Because this election season has been hijacked by a huckster and turned into a ratings-driven reality show, we’re not talking — at least not in serious terms — about what’s really happening to jobs in this country, and how we might adapt to that change.
Take Georgia as an example. Our state economy has long been based on the efficient transportation of goods and people. In fact, according to federal job-classification data, more people work as drivers in Georgia — truck drivers, bus drivers, cab drivers, van and shuttle drivers, delivery drivers — than in any other single profession in the private sector. According to those statistics, almost 120,000 Georgians make their living behind a steering wheel.
And with the expansion of the Port of Savannah and a huge public investment in the the state’s freight-movement network, state officials even worry that the demand for qualified drivers is going to exceed the supply.
Look a few years ahead, though, and things change dramatically. Auto companies such as Ford, Tesla and Toyota are investing billions of dollars in autonomous self-driving vehicles, as are technology companies such as Google and Apple. In less than a generation, perhaps in a decade, experts in the field predict that most if not all driving jobs will fall victim to robotics.

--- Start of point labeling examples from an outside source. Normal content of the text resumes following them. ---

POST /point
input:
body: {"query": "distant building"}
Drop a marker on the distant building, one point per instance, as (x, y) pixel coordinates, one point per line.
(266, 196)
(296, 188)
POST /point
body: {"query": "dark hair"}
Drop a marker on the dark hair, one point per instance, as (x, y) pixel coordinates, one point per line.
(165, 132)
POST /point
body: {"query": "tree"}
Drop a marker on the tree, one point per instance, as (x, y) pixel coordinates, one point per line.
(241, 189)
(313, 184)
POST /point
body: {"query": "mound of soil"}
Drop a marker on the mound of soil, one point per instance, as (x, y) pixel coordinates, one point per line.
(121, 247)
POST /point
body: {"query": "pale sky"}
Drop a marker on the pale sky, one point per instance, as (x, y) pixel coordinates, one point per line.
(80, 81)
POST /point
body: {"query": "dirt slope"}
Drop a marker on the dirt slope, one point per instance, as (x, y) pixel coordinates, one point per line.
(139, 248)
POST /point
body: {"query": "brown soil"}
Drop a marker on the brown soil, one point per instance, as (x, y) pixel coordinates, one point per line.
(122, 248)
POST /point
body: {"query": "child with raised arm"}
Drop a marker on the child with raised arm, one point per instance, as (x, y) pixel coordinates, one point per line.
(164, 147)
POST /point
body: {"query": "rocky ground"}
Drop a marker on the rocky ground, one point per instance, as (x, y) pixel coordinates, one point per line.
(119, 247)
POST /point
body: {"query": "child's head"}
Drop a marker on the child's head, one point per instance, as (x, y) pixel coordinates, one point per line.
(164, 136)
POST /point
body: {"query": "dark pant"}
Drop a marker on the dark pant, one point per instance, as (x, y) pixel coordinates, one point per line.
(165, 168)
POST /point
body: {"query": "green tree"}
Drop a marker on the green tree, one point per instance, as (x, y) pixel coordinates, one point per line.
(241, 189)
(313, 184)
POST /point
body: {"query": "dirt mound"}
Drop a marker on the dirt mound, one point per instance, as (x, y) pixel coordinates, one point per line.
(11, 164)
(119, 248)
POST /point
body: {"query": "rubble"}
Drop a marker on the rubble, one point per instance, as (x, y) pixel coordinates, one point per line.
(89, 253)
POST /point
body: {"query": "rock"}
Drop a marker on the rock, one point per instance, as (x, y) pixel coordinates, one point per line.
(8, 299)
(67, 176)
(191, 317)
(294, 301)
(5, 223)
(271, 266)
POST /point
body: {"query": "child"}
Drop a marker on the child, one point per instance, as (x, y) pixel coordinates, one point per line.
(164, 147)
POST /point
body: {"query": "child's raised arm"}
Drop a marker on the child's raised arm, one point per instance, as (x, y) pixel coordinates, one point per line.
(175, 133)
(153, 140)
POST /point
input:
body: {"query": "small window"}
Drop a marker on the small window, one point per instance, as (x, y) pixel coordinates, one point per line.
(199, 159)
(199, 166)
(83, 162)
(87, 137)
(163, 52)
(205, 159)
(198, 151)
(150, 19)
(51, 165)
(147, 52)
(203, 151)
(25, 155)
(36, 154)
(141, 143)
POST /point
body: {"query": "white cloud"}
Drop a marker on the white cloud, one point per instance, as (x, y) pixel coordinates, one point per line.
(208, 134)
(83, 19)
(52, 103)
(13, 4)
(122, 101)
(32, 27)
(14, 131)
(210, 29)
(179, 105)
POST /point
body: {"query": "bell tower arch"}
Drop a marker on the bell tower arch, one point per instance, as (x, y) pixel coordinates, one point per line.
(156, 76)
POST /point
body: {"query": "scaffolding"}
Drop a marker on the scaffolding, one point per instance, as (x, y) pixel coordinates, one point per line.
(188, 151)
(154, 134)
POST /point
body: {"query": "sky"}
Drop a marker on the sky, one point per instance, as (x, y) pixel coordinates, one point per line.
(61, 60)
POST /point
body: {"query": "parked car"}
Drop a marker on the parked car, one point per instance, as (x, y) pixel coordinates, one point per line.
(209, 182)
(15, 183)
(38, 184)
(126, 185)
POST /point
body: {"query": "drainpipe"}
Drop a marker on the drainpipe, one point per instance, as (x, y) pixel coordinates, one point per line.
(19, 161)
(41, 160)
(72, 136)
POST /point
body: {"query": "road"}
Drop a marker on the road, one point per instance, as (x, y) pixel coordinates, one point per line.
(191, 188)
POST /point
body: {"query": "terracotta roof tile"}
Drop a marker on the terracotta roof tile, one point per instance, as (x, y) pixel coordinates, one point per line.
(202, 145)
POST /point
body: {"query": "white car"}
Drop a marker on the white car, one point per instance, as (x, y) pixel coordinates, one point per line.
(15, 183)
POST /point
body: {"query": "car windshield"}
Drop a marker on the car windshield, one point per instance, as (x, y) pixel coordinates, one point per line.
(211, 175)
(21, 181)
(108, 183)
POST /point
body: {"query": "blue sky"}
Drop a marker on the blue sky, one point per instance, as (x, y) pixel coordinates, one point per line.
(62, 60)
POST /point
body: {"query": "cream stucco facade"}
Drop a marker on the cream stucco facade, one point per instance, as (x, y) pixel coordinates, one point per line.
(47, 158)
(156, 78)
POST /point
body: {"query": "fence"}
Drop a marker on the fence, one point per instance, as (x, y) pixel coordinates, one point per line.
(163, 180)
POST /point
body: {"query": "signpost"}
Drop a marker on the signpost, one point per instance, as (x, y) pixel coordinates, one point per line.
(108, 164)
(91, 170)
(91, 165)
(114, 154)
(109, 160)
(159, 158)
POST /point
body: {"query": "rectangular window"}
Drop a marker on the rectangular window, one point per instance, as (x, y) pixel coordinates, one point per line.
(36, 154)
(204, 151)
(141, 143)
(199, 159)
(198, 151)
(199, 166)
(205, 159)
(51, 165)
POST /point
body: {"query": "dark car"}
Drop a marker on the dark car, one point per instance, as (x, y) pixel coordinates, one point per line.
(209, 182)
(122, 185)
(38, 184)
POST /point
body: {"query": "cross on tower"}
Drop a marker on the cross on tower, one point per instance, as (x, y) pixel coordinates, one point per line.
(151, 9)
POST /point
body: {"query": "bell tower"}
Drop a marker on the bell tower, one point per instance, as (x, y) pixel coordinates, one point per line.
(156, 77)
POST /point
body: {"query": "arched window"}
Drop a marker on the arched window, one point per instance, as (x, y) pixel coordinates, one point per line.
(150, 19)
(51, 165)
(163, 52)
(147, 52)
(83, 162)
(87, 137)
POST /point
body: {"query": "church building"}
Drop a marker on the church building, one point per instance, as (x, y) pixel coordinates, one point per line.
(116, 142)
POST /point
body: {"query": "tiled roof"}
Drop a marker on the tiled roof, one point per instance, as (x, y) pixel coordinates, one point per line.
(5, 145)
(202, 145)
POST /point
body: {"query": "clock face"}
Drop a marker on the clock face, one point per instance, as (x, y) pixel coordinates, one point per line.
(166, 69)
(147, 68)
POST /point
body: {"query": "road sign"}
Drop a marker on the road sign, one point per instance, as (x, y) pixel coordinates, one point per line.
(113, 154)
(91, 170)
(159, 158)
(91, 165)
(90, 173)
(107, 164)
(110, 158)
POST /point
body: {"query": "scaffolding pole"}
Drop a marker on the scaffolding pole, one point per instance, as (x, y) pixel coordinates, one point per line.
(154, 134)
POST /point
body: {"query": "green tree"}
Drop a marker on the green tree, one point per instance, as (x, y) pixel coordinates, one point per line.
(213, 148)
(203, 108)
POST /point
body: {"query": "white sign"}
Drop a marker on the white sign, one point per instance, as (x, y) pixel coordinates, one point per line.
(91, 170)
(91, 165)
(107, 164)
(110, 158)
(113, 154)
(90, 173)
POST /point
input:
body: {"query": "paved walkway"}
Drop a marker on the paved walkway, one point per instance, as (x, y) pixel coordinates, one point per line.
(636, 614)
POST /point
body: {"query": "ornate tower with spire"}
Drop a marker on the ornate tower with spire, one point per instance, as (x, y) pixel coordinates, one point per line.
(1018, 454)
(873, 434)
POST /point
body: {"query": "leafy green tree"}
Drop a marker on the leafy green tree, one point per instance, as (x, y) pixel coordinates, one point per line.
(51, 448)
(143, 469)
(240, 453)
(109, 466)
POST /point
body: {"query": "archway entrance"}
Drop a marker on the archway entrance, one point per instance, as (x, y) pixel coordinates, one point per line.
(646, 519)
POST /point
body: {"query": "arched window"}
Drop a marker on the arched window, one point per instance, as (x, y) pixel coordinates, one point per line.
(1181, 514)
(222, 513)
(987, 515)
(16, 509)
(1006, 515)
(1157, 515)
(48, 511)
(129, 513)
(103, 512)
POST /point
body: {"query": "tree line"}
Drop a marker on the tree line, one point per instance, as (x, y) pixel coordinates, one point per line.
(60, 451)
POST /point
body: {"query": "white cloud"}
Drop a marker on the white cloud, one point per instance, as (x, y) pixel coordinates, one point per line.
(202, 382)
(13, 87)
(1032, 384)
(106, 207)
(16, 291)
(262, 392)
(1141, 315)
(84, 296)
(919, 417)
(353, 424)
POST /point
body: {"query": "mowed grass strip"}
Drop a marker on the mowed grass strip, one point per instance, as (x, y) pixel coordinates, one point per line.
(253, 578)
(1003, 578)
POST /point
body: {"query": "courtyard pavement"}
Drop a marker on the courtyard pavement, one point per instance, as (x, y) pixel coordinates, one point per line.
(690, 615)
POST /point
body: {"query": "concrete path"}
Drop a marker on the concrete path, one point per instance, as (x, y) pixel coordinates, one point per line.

Uber and Lyft are also heavily involved, already foreseeing the day when you’ll summon a driverless car.
If all this sounds a bit too sci-fi, I sympathize. But back in 1990, how much of today’s world would have seemed equally unlikely? Those companies aren’t investing that kind of capital in something that might happen; that’s the kind of money you invest to ensure that it happens. Last year, for example, Freightliner introduced and licensed its first road-ready self-driving 18-wheeler, which it calls “Inspiration,” and it’s already being tested on public highways.
The benefits of moving human beings from behind the wheel are enormous. More than 90 percent of auto accidents are caused by human error; eliminating humans will eliminate those errors and the tens of thousands of annual fatalities that come with them. Ask the families of those five young Georgia Southern nursing students killed in a trucking accident on I-16 last year about the value of such a change.
Then there’s the economics of it. Self-driving trucks don’t need to sleep, they don’t need vacations, they don’t need a health care plan or pension and they don’t get an hourly wage. They are on the road 24 hours a day.
However, as a price of that efficiency, tens of thousands of Georgians and millions of Americans nationwide will lose their profession, with no real idea of where they can turn next. It’s the next chapter in an ongoing narrative in which millions of good-paying manufacturing jobs have disappeared in the last 30 years, stripping families of the middle-class incomes that those jobs once provided and fueling an air of ugly desperation in our political debates.
Contrary to much of that debate, manufacturing hasn’t declined in this country. The golden age of U.S.-based manufacturing is today — even adjusted for inflation, American factories produce twice as much as they did 30 years ago. They just do it more efficiently. And while the history of technology tells us that better-paid jobs have always popped up to replace those that vanished, you do have to wonder whether at some point, that history ends.
And if it has, what do we do about it?